China en Rusland zijn in 2022 de grote accumulatoren
van het gele metaal geweest, zeggen analisten. Beide landen hebben op grote
schaal goud gekocht, waardoor de verhandelde volumes op de wereldmarkt relatief
groot waren. De laatste keer dat dit niveau van goudaankopen werd gezien – 1967
– markeerde een historisch keerpunt voor het wereldwijde monetaire systeem
De grote goudhonger vormt een indicatie dat sommige
landen erop gebrand zijn hun reserves weg van de dollar te diversifiëren.
Uit gegevens van de World Gold Council (WGC) blijkt
dat de vraag naar het edelmetaal van de kant van de centrale banken de
afgelopen 55 jaar nooit zo groot was. Het is echter niet duidelijk hoeveel goud
er precies werd aan- en verkocht, waardoor er toch een mistgordijn boven de
markt blijft hangen. De schattingen over de verhandelde volumes zijn ook veel
groter dan de officieel gerapporteerde cijfers van de centrale banken, wat
aanleiding geeft tot speculatie in de sector over de identiteit van de kopers
en hun motivatie.
De vlucht van centrale banken naar goud zou kunnen suggereren
dat dit gebeurde tegen een geopolitieke achtergrond van wantrouwen, twijfel en
onzekerheid nadat de VS en zijn bondgenoten de Russische dollarreserves hebben
bevroren, zei Adrian Ash, hoofd onderzoek bij goudmarktplaats BullionVault.
De laatste keer dat er zoveel goud werd verhandeld,
markeerde een historisch keerpunt voor het wereldwijde monetaire systeem.

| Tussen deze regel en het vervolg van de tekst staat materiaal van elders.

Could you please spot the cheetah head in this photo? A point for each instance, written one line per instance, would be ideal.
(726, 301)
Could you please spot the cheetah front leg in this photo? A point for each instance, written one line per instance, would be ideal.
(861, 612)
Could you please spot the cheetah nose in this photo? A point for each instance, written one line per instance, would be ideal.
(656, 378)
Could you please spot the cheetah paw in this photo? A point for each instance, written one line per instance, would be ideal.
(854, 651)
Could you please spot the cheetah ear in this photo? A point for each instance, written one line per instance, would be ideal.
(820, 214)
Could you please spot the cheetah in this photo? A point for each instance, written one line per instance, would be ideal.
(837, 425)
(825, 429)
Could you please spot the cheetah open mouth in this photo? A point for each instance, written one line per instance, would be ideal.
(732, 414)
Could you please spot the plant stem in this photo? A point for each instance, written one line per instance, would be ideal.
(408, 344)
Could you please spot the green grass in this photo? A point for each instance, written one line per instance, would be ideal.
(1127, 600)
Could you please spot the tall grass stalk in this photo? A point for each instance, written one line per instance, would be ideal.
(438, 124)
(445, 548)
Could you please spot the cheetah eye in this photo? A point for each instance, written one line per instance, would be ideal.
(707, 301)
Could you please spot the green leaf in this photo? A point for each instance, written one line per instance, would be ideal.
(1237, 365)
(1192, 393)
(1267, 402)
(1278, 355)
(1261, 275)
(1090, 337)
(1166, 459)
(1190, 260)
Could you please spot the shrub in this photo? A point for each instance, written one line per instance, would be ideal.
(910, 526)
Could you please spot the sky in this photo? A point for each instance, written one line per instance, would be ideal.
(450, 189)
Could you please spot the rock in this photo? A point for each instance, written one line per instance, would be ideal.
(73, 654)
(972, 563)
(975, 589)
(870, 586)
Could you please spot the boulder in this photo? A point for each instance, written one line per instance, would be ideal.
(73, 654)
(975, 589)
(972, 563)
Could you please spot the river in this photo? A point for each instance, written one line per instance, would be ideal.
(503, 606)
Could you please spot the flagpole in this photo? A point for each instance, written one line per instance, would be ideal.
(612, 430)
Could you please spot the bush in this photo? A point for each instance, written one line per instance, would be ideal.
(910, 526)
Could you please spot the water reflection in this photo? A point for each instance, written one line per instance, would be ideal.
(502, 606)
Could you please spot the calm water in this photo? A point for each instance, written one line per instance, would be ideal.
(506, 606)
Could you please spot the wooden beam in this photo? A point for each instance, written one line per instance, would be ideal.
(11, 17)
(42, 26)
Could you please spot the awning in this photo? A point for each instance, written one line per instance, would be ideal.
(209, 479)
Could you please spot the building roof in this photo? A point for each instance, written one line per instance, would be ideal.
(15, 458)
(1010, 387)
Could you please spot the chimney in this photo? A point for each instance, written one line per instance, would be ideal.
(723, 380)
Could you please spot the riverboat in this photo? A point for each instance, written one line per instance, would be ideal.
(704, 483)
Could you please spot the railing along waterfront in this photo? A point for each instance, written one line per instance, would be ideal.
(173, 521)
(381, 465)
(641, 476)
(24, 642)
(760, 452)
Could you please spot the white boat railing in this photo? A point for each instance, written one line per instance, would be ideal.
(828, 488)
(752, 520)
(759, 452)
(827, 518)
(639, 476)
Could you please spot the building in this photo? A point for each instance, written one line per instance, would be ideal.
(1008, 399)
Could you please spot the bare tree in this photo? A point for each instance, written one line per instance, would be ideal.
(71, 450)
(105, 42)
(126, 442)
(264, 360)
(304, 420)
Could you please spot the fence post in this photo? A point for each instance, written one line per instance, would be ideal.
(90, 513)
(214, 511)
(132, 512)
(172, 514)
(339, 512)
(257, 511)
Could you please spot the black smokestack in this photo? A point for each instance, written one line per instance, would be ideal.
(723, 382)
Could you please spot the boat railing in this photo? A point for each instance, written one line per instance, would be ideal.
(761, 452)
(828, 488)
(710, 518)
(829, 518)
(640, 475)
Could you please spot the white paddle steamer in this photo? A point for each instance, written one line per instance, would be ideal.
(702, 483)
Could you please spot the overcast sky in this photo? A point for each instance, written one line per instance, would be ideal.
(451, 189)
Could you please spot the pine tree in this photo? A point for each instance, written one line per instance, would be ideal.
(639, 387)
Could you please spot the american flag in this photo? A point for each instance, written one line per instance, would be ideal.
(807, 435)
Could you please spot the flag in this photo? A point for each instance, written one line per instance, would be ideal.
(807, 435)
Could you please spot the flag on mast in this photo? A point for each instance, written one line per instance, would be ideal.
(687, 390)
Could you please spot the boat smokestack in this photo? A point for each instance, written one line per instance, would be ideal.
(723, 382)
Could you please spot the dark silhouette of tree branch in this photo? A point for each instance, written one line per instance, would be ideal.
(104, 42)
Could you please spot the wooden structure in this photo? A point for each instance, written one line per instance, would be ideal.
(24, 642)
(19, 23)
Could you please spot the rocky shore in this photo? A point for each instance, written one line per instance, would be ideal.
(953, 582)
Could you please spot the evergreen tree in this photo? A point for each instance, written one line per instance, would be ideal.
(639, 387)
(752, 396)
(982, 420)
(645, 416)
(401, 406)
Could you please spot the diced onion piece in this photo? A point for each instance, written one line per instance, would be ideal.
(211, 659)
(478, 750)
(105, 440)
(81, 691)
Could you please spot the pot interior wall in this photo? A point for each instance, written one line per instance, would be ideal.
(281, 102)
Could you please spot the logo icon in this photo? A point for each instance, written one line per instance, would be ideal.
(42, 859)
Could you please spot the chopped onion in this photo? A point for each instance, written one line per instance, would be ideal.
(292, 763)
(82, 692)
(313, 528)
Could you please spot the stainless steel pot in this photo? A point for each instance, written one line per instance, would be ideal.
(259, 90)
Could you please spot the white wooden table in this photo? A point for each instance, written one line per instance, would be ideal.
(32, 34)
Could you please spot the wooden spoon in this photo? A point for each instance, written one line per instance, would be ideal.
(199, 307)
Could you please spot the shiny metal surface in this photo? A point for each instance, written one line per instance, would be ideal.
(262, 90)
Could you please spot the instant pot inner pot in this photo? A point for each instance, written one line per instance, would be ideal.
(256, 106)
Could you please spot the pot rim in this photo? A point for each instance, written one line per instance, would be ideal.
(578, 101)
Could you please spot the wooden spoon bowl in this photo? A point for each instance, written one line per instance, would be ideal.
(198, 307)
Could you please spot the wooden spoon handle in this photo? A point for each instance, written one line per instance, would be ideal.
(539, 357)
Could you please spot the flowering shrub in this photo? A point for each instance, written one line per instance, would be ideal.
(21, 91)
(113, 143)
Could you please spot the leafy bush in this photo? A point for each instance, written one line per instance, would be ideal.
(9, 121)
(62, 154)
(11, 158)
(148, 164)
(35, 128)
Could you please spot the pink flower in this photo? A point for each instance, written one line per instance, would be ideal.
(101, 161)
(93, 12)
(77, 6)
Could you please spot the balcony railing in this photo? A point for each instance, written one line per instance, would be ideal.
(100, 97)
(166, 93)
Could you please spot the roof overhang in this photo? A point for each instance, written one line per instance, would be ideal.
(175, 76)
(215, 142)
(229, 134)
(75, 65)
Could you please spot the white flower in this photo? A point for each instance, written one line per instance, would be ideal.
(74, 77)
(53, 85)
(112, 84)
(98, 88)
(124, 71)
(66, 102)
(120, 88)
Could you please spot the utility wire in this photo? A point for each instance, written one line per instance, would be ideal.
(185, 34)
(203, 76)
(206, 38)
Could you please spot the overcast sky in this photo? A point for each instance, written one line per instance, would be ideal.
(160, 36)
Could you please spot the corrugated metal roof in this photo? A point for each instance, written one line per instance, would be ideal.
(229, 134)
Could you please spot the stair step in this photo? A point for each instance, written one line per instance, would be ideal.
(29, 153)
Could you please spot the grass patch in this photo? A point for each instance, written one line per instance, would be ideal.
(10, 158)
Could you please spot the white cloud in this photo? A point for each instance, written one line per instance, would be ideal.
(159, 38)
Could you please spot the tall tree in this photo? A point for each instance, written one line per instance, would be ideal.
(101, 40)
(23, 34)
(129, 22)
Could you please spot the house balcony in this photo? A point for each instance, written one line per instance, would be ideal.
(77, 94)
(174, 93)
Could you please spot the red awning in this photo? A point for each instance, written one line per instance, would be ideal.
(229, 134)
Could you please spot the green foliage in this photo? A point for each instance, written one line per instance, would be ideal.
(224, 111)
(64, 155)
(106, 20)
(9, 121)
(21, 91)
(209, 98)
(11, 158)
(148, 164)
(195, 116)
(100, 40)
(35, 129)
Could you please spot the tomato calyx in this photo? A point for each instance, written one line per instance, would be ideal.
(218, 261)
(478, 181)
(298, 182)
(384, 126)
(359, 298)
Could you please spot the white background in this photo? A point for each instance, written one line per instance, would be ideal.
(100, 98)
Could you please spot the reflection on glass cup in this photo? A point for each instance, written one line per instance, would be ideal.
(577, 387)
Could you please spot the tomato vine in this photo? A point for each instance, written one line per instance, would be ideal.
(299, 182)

In
1967 kochten Europese centrale banken enorme hoeveelheden goud uit de VS, wat
toen leidde tot een run op het goud en de ineenstorting van de London Gold Pool
of Reserves. Dat versnelde de uiteindelijke ondergang van het Bretton Woods systeem
dat de waarde van de Amerikaanse dollar koppelde aan het edelmetaal.
Vorige maand schatte de WCG dat de centrale banken van
de wereld dit jaar volgens voorlopige schattingen samen 673 ton goud hebben
gekocht. En alleen al in het derde kwartaal kochten die centrale banken bijna
400 ton goud, de grootste hoeveelheid in een periode drie maanden sinds het
begin van de kwartaalregistraties in 2000.
De conservatieve schattingen van de WGC overtreffen de
gerapporteerde aankopen aan het IMF door individuele centrale banken, aankopen die
over de eerste negen maanden tot september op 333 ton stonden.
Officieel was Turkije met 31 ton in het derde kwartaal
de grootste koper, waarmee goud op ongeveer 29 procent van de totale reserves van
dit land kwam te staan. Oezbekistan volgde met 26 ton, terwijl Qatar in juli
zijn grootste maandelijkse aankoop sinds 1967 deed.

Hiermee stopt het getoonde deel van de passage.